Tecovirimat Shows Limited Efficacy in Clade I Mpox but Highlights Importance of Supportive Care

• A recent NIAID study, PALM007, found that tecovirimat did not significantly reduce the duration of mpox lesions in patients with clade I mpox in the Democratic Republic of the Congo.
• Despite the limited efficacy of tecovirimat, the study observed a lower mortality rate (1.7%) compared to the reported mpox mortality (3.6% or higher) in the DRC, emphasizing the impact of quality supportive care.
• NIAID is conducting ongoing clinical trials, including the STOMP trial, to evaluate tecovirimat's effectiveness against clade II mpox in the United States and other affected countries.
• Tecovirimat, approved for smallpox treatment, remains a potential option for mpox, with further research needed to optimize its use and explore other antiviral candidates.

An initial analysis of data from the NIAID-sponsored PALM007 trial indicates that tecovirimat did not significantly decrease the duration of mpox lesions among adults and children infected with clade I mpox in the Democratic Republic of the Congo (DRC). The randomized, placebo-controlled trial's findings, announced in August 2024, suggest that while tecovirimat may not directly shorten the duration of lesions, comprehensive supportive care plays a crucial role in improving patient outcomes.

Impact of Supportive Care

Notably, the PALM007 study reported an overall mortality rate of 1.7% among enrollees, irrespective of whether they received tecovirimat or a placebo. This figure is significantly lower than the mpox mortality rate of 3.6% or higher previously reported among all cases in the DRC. This discrepancy underscores the potential for improved outcomes through hospitalization and high-quality supportive care for individuals with mpox. Further analyses and detailed results from PALM007 are expected to be released through scientific channels.

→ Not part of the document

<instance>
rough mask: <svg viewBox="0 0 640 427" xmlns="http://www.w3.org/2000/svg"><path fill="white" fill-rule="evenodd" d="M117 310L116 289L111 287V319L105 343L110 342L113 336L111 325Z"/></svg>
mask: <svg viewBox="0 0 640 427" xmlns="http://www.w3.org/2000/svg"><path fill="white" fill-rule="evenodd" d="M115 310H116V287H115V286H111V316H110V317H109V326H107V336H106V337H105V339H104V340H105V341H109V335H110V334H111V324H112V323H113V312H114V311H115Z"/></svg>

Ongoing Research and Clinical Trials

NIAID is currently conducting the STOMP trial in the United States and other countries affected by clade II mpox. This trial aims to enroll over 500 adults and children with mpox, with remote enrollment options available within the United States. The study includes an open-label arm for adults with severe mpox or those at high risk, such as individuals with immune deficiencies, inflammatory skin conditions, or pregnant individuals, who will all receive tecovirimat. Other adult participants will be randomly assigned to receive either tecovirimat or a placebo, with investigators assessing whether tecovirimat accelerates healing compared to the placebo.

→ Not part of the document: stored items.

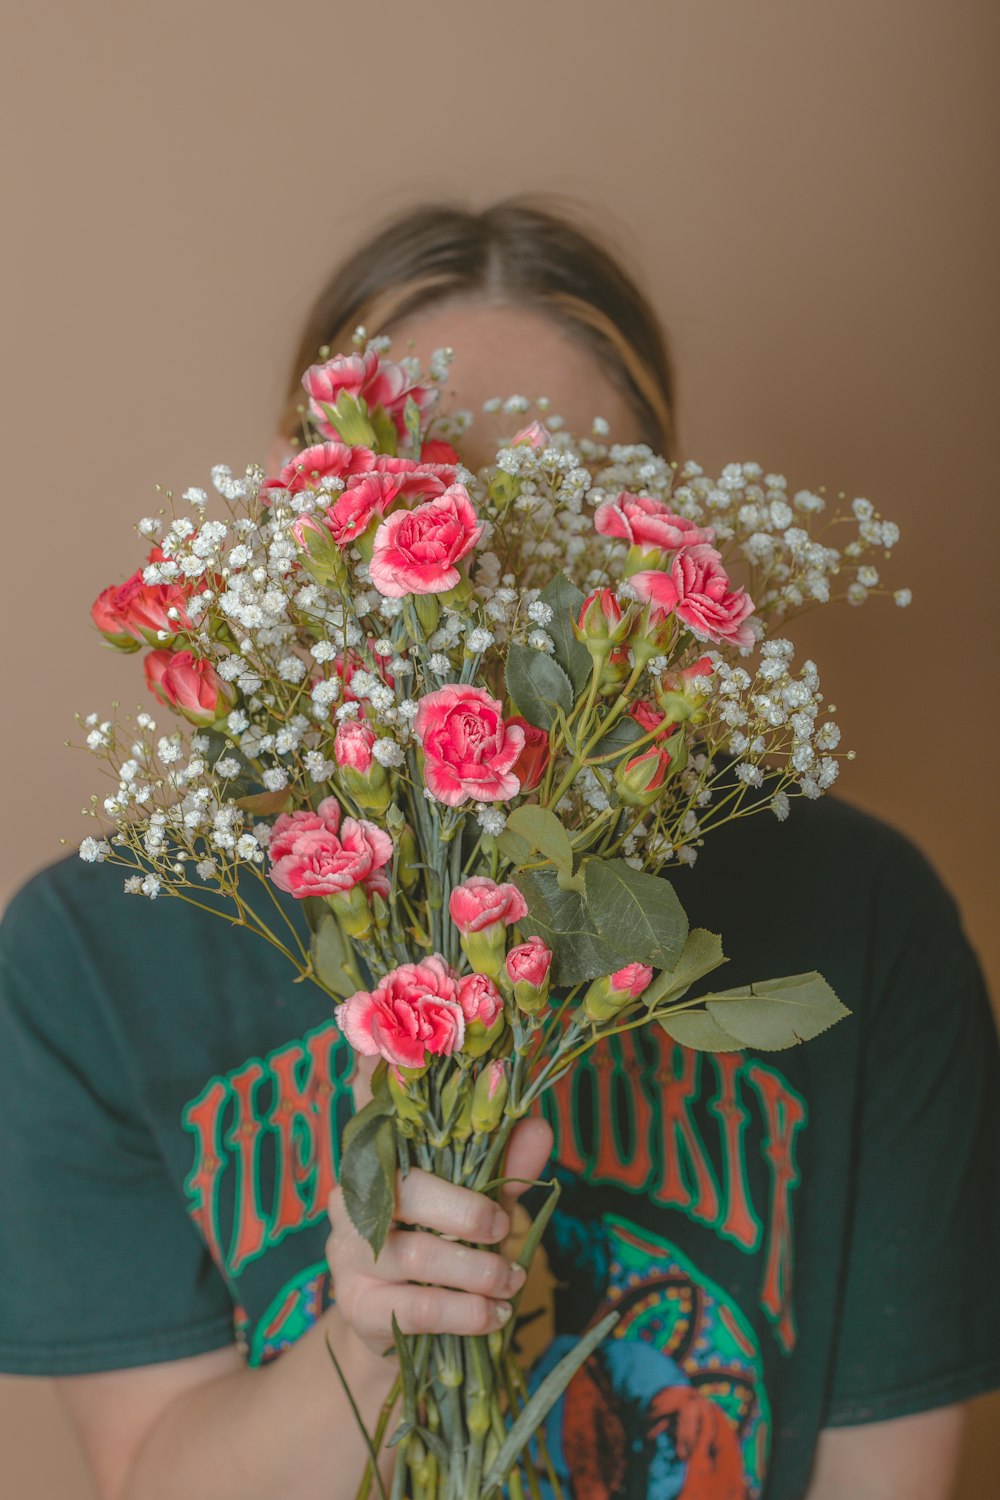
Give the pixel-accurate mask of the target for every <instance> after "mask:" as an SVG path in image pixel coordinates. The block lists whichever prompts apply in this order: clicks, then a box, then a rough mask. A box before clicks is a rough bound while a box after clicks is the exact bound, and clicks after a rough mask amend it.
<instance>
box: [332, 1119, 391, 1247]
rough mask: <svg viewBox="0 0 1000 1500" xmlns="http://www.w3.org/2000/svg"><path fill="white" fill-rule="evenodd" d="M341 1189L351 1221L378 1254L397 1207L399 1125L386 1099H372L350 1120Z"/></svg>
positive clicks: (344, 1137) (360, 1233) (345, 1139)
mask: <svg viewBox="0 0 1000 1500" xmlns="http://www.w3.org/2000/svg"><path fill="white" fill-rule="evenodd" d="M390 1107H391V1106H390ZM340 1188H342V1190H343V1203H345V1208H346V1211H348V1215H349V1218H351V1223H352V1224H354V1227H355V1230H357V1232H358V1235H360V1236H361V1239H366V1241H367V1242H369V1245H370V1247H372V1250H373V1251H375V1256H378V1254H379V1251H381V1248H382V1245H384V1244H385V1236H387V1235H388V1226H390V1224H391V1223H393V1211H394V1208H396V1127H394V1124H393V1116H391V1115H390V1113H388V1112H387V1103H385V1100H372V1103H370V1104H366V1106H364V1109H363V1110H360V1112H358V1113H357V1115H354V1116H352V1119H349V1121H348V1124H346V1127H345V1130H343V1154H342V1157H340Z"/></svg>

Tecovirimat and Brincidofovir: Antiviral Options

Tecovirimat (TPOXX) received FDA approval in 2018 for the treatment of smallpox in adults and children and is part of the U.S. Strategic National Stockpile. NIAID-funded preclinical studies have been crucial in determining its mechanism of action, safety, and efficacy. Similarly, NIAID supported the early development of brincidofovir (Tembexa), which was FDA-approved in 2021 for the treatment of smallpox based on efficacy in animal models of Orthopoxvirus infection. Both medications represent potential options for managing mpox, although further research is needed to fully understand their effectiveness and optimal use in different clinical contexts.

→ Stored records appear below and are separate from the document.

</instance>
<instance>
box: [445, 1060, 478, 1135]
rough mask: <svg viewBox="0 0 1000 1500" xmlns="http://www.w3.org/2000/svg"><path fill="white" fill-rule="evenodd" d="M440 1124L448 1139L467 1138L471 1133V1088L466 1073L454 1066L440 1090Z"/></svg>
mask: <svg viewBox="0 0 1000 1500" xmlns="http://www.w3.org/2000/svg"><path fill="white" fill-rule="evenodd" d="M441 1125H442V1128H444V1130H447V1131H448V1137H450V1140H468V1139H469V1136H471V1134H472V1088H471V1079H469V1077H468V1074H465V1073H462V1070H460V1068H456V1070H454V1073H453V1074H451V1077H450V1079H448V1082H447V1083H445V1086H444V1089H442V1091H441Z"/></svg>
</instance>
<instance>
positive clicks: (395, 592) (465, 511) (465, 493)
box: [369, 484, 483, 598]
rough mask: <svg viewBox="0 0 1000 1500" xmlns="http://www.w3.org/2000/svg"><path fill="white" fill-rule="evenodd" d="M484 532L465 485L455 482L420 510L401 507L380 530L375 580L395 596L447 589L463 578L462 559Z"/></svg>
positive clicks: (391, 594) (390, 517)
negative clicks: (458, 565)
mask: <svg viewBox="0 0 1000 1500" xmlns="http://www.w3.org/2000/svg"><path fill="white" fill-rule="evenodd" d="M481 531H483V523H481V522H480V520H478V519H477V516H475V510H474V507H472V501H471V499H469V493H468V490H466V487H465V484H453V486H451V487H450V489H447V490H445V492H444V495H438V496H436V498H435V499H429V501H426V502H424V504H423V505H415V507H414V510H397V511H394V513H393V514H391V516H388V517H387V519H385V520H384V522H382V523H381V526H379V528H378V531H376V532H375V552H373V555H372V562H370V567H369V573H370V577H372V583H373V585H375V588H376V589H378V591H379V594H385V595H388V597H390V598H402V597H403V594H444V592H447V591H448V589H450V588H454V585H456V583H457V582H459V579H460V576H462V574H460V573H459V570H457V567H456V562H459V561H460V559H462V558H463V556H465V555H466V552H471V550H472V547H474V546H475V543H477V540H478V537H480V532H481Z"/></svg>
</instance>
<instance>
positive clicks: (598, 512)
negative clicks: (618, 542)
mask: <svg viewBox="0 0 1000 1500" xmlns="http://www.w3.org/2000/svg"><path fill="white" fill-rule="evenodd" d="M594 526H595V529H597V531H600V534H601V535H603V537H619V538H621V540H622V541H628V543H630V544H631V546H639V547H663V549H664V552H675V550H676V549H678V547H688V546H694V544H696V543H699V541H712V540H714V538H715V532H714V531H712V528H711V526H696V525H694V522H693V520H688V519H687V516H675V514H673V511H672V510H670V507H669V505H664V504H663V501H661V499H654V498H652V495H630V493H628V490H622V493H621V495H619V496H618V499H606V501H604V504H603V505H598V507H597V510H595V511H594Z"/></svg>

Continued Efforts in Antiviral Discovery

In addition to the research on tecovirimat and brincidofovir, NIAID continues to screen novel compounds to identify potential antiviral candidates for treating mpox and related conditions caused by Orthopoxviruses. These ongoing efforts are critical for expanding the arsenal of available treatments and improving outcomes for patients affected by these viral infections.